Exit lullaby and words to live by

by mymothersbrain

Beneath the midday sun the pallbearers removed their white gloves, formed a cross with them on the lid of the coffin and laid their rose boutonnieres over them. The men from the funeral home lowered my cousin’s remains into her grave, then one of them lifted a shovel full of soil. Her mother stepped forward and pinched a fist of earth to toss over her daughter’s resting place in farewell. Then to my amazement, my aunt lifted her voice and sang. Loud, clear, without a quaver, she sang. I don’t recall a single word of the song. I was too overcome with emotion at the realization that my aunt had sung her daughter into the world as an infant, and now, under the New Mexico sun, she offered a song by which her baby could exit the world.

A mother’s strength amazes me. Having survived her youngest child, my aunt was able to sing at the funeral, then say to those of us gathered there, “I love all of you. Take care of one another, for you see,” — and by this, I took her to mean the cemetery and graves spread before us — “where we all end up?”

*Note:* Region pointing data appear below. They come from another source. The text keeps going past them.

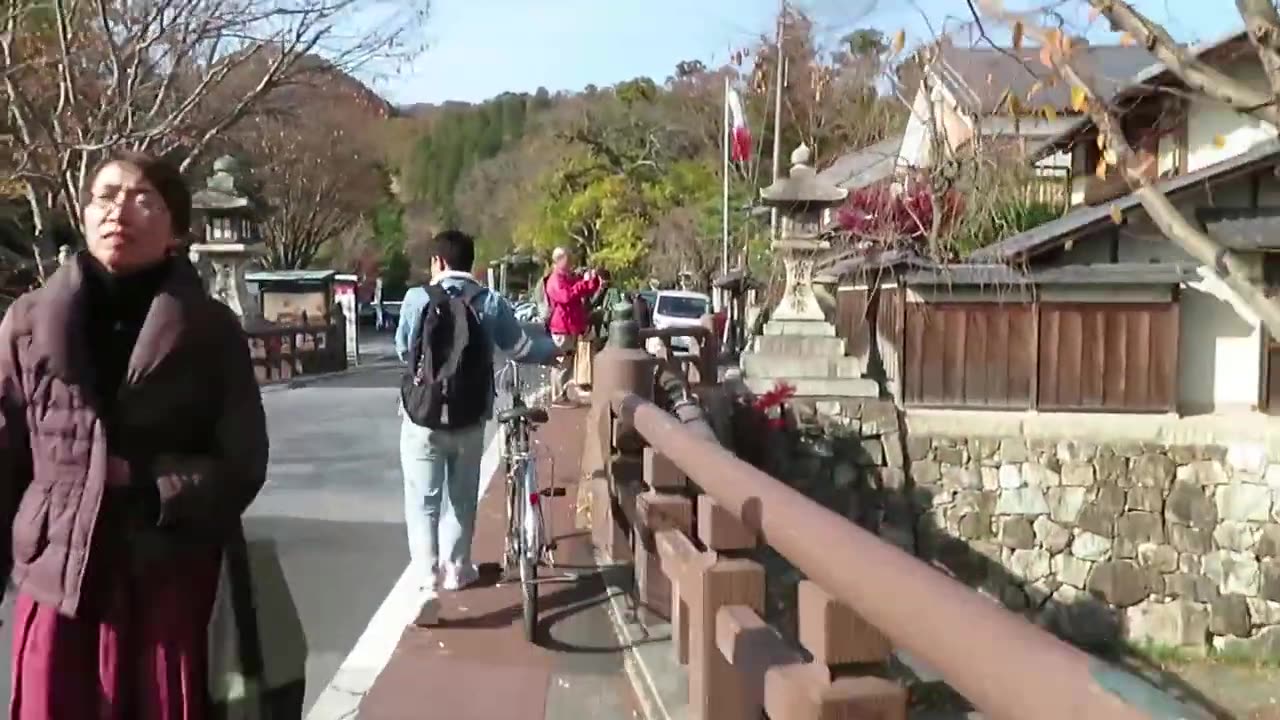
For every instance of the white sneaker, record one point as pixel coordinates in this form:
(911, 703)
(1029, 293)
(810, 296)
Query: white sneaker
(461, 577)
(430, 613)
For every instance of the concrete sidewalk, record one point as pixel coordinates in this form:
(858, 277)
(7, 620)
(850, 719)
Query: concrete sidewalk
(476, 664)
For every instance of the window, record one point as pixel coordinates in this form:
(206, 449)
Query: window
(681, 306)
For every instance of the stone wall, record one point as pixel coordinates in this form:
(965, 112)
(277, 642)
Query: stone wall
(1170, 546)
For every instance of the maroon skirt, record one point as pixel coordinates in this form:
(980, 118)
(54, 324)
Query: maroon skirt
(137, 652)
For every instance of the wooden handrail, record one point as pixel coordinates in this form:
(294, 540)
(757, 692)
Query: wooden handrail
(1006, 666)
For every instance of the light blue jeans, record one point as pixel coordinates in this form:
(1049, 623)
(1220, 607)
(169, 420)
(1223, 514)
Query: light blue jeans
(442, 487)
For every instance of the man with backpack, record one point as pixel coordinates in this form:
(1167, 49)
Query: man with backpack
(448, 332)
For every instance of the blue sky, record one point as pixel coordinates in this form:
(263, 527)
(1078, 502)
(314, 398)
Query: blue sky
(478, 49)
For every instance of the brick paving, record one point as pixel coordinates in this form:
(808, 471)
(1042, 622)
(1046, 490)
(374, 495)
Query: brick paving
(476, 664)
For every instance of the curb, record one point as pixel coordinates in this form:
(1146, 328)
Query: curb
(641, 671)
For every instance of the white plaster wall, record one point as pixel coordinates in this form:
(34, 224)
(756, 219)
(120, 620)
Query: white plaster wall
(1208, 121)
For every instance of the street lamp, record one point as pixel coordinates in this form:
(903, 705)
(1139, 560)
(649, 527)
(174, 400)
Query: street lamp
(231, 238)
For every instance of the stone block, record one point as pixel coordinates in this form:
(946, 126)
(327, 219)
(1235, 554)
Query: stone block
(1078, 474)
(1141, 527)
(1065, 504)
(1233, 572)
(1243, 502)
(1188, 505)
(1088, 546)
(961, 477)
(1160, 557)
(872, 452)
(1264, 613)
(1120, 582)
(1270, 582)
(895, 452)
(1016, 533)
(949, 455)
(1010, 477)
(1230, 615)
(1150, 500)
(1040, 475)
(926, 473)
(1051, 536)
(1013, 450)
(1203, 473)
(1169, 624)
(1247, 458)
(1240, 537)
(1070, 451)
(1265, 645)
(1072, 570)
(1022, 501)
(918, 447)
(1269, 542)
(1152, 470)
(1188, 540)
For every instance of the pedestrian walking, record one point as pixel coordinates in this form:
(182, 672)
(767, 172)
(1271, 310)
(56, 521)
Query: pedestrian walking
(567, 295)
(448, 332)
(132, 438)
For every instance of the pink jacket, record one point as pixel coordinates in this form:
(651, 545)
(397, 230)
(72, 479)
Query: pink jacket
(567, 295)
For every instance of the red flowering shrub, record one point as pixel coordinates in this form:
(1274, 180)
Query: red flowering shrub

I don’t pretend to understand how my aunt was able to do this. For one thing, I am less strong. Additionally, I don’t have kids, so the loss of a child is incomprehensible to me on every level. But I do think that is something I would never have the strength to endure. There are other losses in my life, of course. As I write this, my mother is sitting on the couch cutting junk mail into tiny strips of paper, being a human shredder, if you will. She doesn’t want to talk to me, doesn’t want to go out for a walk. She wants to sit with her scissors and cut paper, something she would do for hours on end if we didn’t redirect her, entice her into that walk, into that ride to the grocery store. In many ways, I have lost her companionship and her wisdom. At the cemetery I mentioned to my sister that if Mom were well she would have been a source of comfort today. Which is undoubtedly true.

But it’s also true that my aunt was tapping her innermost resources to do what mothers have done through the ages for their children. She was drawing us all to her bosom and offering her love and comfort — something that, in my mother’s increasing absence, I will accept. But more than that, my aunt was offering us words to live by: “Take care of one another, for you see where we all end up?”